L’HOPITAL EN ATTENTE D’UN BOL D’AIR

En grande partie du fait d’un manque de personnel qui induit des difficultés dans les services, une fatigue et une mise à l’épreuve permanente, « tous les experts sont unanimes pour dire que le système est en dysfonctionnement et que les violences se sont aggravées avec le tournant gestionnaire qu’a pris l’hôpital, qui privilégie la rentabilité au détriment de la qualité des soins », explique le Dr Valérie Auslender, auteur du documentaire Omerta à l’hôpital (voir l’interview ci-après). N’y a-t-il pas de soignants heureux ? L’enquête Presst-Next* parue en 2004 sous la coordination de Madeleine Estryn-Béhar, médecin du travail, pointait déjà une forte tendance au « ras-le-bol » hospitalier. Avec pourtant déjà à l’époque des pistes d’amélioration, comme le tutorat revisité ou le management intergénérationnel qui permet à chacun de trouver sa place. L’heure est aujourd’hui à la parole et au management bienveillant, comme l’exprime Hombeline Sarton du Jonchay, cadre de santé à la Fondation Adolphe de Rothschild (Paris 19e) : « Nous nous attachons à fournir de bonnes conditions de travail, à respecter les repos de chacun et surtout nous formons beaucoup pour le développement des compétences. En échange, les professionnels, reconnus, donnent le meilleur d’eux-mêmes. » Pour autant, la tâche reste immense : « Aux urgences, la pression est partout, explique H., infirmière dans un centre hospitalier près de Lille. Dès l’administratif avec la tenue des dossiers, la saisie des actes, le budget. On nous demande de consigner tous les événements indésirables, mais au final, ces déclarations ne sont parfois pas suivies, alors pourquoi y consacrer du temps ? On finit par un épuisement professionnel. » Pourtant, des solutions existent et reposent en grande partie sur le management : travailler en équipe, écouter, se former. Des bases qui reposent la question de l’organisation actuelle de l’hôpital : « On est sans doute à un tournant de ce système même si cela perdure depuis des années, mais cette pression administrative faite aux soignants qui ont choisi ce métier pour prendre soin des autres ne peut plus durer », explique cette infirmière, qui appelle de ses vœux une vaste réforme. Un début de réponse début 2018, avec la mise en place de l’Observatoire national de la QVT chez les professionnels de santé ? Une chose est sûre, l’hôpital a besoin d’une perfusion d’urgence !

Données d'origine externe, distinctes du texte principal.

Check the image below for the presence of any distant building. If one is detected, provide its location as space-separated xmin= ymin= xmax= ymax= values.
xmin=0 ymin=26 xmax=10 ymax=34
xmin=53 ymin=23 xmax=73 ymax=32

Des enquêtes édifiantes… pour avancer ?

Il y a d’abord eu l’enquête sur la santé mentale des jeunes et futurs médecins, menée à l’initiative de l’INSI avec quatre syndicats, en mai 2017, puis celle relative au bien-être des étudiants en soins infirmiers, éditée par la FNESI en septembre. Et les langues continuent de se délier. Dernière enquête en date : celle de l’INSI sur le sexisme, parue mi-novembre. Initiée bien avant les affaires de harcèlement qui ont secoué l’actualité (affaire Weinstein en tête), cette enquête montre que 85 % des répondants (sur un échantillon de 3 300 internes qui ont répondu à l’enquête) ont déjà été confrontés au sexisme. Que ce soit au bloc, en salle de garde ou dans les relations entre professionnels, gestes, paroles voire chantages ont été vécus par une majorité de femmes qui ne s’identifient pas toujours comme victimes. L’objectif de cette étude ? « Annoncer très rapidement dix propositions à l’adresse des ministres Agnès Buzyn, Frédérique Vidal et Marlène Schiappa », a expliqué Olivier Le Pennetier lors de la conférence de presse donnée pour l’occasion.